アーベントロートの流行病 8

「……っ?」


 ……ここ、は……?


「あ! しすたー! め、さました! おにいちゃん、おきたーーーー!!!」

「しすたー! おにいちゃん、おきたよ、きてーーー!!!」


 パタパタと元気な足音を残して、数人の子供らが、部屋を出ていく音がする。

 そうか、ここは孤児院か……。

 あの時倒れた俺を、ベッドまで運んでくれたのか。


 子供らの去っていた方を、呆けたように見ていると、少ししてから、子供らに手を引かれて、シスターが部屋に顔を出した。


「あぁ、本当に良かった! 目が覚めたのですね!」


 俺を見るなり、嬉しそうに笑うと近くまで来て、脇にあった古い木の椅子に、静かに腰掛ける。


「3日間、ずっと高熱に魘されていたんです。熱が引いた時は本当にホッとしましたわ。あ、お水は飲めますか?」


「あ、あぁ……」


 シスターが俺をゆっくり起き上がらせてくれて、背中に枕を置いてクッション代わりにし、水を飲む。

 高熱が出ていたという事だからか、口に含んだ水は甘露のようだった。

 何杯か水を飲んで、ようやく体が落ち着いた後。

 俺が倒れた後に、2人は無事に回復していた事を教えてくれた。


「本当にありがとうございました。ヴェルナー様もリーゼロッテ様も、元気になったのは、アナタ様のお陰です。」

「いや、回復したなら、良かったです」


 街の者も回復したとか、子供達も元気だとか、そんな報告を聞いていると、ドタドタと大きな音が、廊下からこっちに向かって響いてくるのが分かった。
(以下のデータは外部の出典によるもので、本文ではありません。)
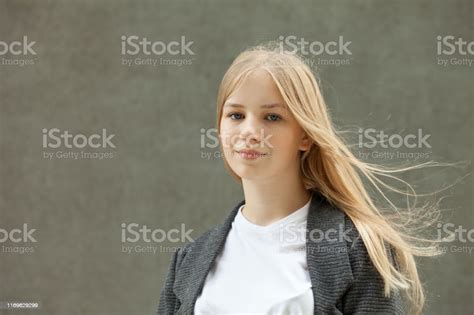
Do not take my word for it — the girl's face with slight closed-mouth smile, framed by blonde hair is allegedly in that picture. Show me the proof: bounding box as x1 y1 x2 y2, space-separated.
220 70 310 179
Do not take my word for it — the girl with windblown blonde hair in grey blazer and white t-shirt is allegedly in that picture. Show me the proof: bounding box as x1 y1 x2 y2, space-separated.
158 45 439 314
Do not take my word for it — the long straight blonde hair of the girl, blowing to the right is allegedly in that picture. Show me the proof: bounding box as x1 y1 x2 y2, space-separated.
216 43 452 314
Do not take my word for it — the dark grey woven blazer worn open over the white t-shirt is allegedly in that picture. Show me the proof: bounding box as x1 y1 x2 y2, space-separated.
157 192 405 314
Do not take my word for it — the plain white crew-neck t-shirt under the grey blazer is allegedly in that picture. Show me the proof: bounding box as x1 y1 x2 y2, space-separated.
194 200 314 315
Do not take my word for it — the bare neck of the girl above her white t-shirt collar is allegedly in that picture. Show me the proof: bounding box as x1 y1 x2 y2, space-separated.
242 174 311 225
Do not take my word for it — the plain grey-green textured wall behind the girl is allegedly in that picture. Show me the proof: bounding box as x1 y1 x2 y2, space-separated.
0 0 474 314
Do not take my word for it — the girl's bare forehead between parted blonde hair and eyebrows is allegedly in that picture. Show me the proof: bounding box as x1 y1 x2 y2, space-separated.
226 69 285 108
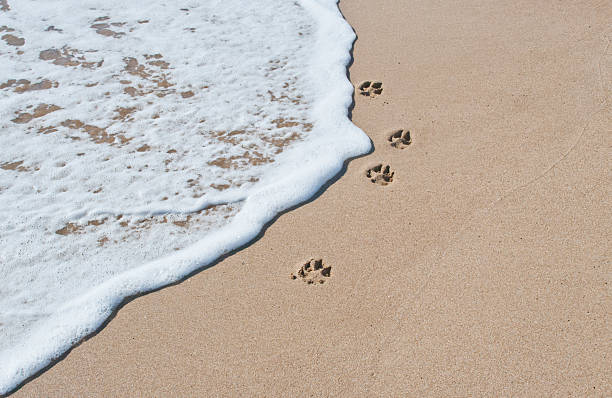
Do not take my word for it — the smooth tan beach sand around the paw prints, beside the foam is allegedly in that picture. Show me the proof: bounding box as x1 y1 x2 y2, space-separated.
10 0 612 397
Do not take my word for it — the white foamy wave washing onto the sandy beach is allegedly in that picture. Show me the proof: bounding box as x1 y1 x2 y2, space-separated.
0 0 370 393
 俺は首を傾げ、シスターは困ったように笑いながら音のする方を見やった。やがてすぐ、バァン!と大きな音を立てて、部屋の扉が開かれた。

 

「シスター! 俺とロッテの命の恩人が、目を覚ましたって本当か!」

! 廊下は走らず、扉も静かに開けなさいと、いつも言ってるでしょう!」

「ごめん! でも仕方ないじゃないか! どうしてもすぐに来たかったんだ。お礼とか言って大丈夫なのか?」

「全くもう……まだ、気が付いたばかりだから、あまり、大きな声で、話し掛けたりはしない様にね?」

「分かってるって」


 注意をされた少年、ヴェルナーと呼ばれた子供は、彼なりに静かに部屋に入ってくると、シスターの隣に立った。
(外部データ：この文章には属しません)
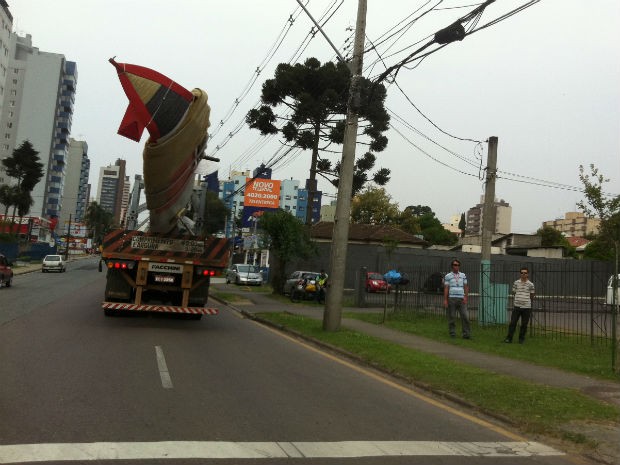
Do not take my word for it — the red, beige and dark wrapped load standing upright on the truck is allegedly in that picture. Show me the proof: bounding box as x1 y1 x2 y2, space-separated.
110 58 210 233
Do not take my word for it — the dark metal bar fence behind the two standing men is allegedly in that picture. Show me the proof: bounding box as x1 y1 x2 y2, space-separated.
355 257 618 345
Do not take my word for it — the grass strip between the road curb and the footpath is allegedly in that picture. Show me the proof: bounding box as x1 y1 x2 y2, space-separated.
260 313 620 442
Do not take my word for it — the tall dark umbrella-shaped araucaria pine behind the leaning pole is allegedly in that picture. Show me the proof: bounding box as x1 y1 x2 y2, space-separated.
246 58 390 224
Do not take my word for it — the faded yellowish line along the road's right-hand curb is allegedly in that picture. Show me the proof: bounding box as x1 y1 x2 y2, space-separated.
254 321 527 442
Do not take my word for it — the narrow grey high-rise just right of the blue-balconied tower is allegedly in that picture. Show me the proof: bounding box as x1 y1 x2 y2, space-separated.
59 138 90 225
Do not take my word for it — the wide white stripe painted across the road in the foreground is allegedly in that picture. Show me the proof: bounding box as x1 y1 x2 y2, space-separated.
0 441 565 464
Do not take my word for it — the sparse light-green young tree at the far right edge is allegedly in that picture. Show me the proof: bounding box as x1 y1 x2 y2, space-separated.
577 165 620 260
 襟足に少し髪がかかるくらいの柔らかな黒の髪質と、大きな青い瞳が、印象に残る少年だ。

 あの時は呪いで伏せっていたし、顔色も酷かったが、今は走ってきたのもあるからか、血色が良くなってる。

 すっかり回復したようだ。


「あの! 俺、ヴェルナーって言います!」

「ヴェルナーだね。俺はハエレティクスだ。ハエレでいい」


 元気な声で、少年が自分の名前を名乗る。俺もそれに併せて、名前を名乗った。


「ハエレさん、ですね! 俺とロッテの事を、身を呈して助けてくれたと、シスターから聞きました! 本当にありがとうございます。あなたは俺とロッテの、命の恩人です」


 そこまで一気に言うと、礼儀正しく頭を下げてくる。


「身を呈して、と言うほどでは無いよ」

「とんでもないです! あの時、本当にもう、このまま死ぬしかないと思う位、苦しかったんです。それが突然、体が楽になってきて、俺たちが回復するのと同時に、今度はそのまま、ハエレさんが倒れたって聞いて……!」


 そこまで一気に喋ると、ヴェルナーは口許を震わせたかと思うと、ボロボロと涙を流し始めた。
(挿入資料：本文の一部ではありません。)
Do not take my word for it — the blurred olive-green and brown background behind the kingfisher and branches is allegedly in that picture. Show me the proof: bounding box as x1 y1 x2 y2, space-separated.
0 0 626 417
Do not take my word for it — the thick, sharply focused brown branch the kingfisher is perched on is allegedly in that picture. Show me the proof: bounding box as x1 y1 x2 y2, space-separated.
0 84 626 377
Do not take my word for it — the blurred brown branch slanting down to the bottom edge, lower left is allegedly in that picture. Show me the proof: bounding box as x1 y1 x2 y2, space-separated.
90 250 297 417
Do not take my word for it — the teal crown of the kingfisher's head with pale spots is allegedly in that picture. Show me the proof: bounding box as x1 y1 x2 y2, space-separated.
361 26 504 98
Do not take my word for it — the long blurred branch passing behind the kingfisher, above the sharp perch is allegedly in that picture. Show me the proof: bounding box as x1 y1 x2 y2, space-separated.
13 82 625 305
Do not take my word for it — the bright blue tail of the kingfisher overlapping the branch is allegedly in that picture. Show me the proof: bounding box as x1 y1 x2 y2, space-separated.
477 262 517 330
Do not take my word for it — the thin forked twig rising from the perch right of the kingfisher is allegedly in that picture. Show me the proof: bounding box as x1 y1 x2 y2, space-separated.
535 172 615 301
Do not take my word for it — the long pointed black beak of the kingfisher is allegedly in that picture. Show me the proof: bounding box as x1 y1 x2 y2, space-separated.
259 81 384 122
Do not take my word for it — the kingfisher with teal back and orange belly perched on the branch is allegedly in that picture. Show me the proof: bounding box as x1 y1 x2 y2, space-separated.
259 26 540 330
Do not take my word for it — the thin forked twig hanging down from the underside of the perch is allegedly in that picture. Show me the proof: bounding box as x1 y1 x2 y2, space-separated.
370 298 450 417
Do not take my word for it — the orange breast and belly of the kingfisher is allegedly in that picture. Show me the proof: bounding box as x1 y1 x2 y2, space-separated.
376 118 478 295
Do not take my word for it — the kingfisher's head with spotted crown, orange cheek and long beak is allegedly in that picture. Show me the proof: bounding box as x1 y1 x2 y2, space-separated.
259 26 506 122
「本当に……、一時は熱が引かないし、何度も黒い血は吐くしで……っ、今夜がヤマとまで言われて……このまま、助からなかったら、どうすればいいんだろうって、俺、なった、から……!」

「え、えっ……」


 まさか、助けたからとはいえ、泣かれるとは思わなかった。

 そして、やっぱり死の瀬戸際にいたのか。いや、それは、置いておくとして。


「え……と、俺はこの通り平気だから、だからその、泣くな……?」

「うー……でもー……」


 俺の服の袖を引っ張りながら、グズグズと泣くヴェルナー。どうしたらいいんだ。

 困ってシスターの方を見ても、貰い泣きしてニコニコしてるだけだった。いっそ俺も泣きたい。


 ヴェルナーをじっと見てみる。まだ十かそこら位の、小さな子供だ。

 自分を助けたせいで、その相手が死ぬかもしれなかったとか、恐怖だったのだろう。よく見れば、袖を掴んでる手も震えていた。


「……ほ、ほら、大丈夫だから。もう俺は、どこもなんとも無いから。安心していい。な? ヴェルナー」


 ぽんぽんと頭を叩くと、より決壊してしまったのか、涙が滝のように流れ出してきた。

 そのまま袖だけでなく、ぎゅうと腕を掴まれたかと思うと、顔をそこに押し付けてくる。

 じんわりと、腕の辺りの夜着が温かくなってきてるから、涙が滲んでいるのだろう。


 ……本当にどうしたらいいんだ。泣いてる子供をあやした事なんて無いから、分からん。

 頭を撫でても、泣くなと言っても泣き止まないとなると、俺としては、お手上げ状態だ。


「まあ、ヴェルナー。そんなに泣いて、困らせてはダメよ」


 泣き止ませる方法が無いか、悩んでいたら、そんな声が飛んで来る。

 声のする方を見れば、そこにはオタマを持って立っている、金髪の可愛らしい女の子。


 ヴェルナーと一緒にあの時、呪いを受けていた、リーゼロッテという女の子の姿が、そこにあった。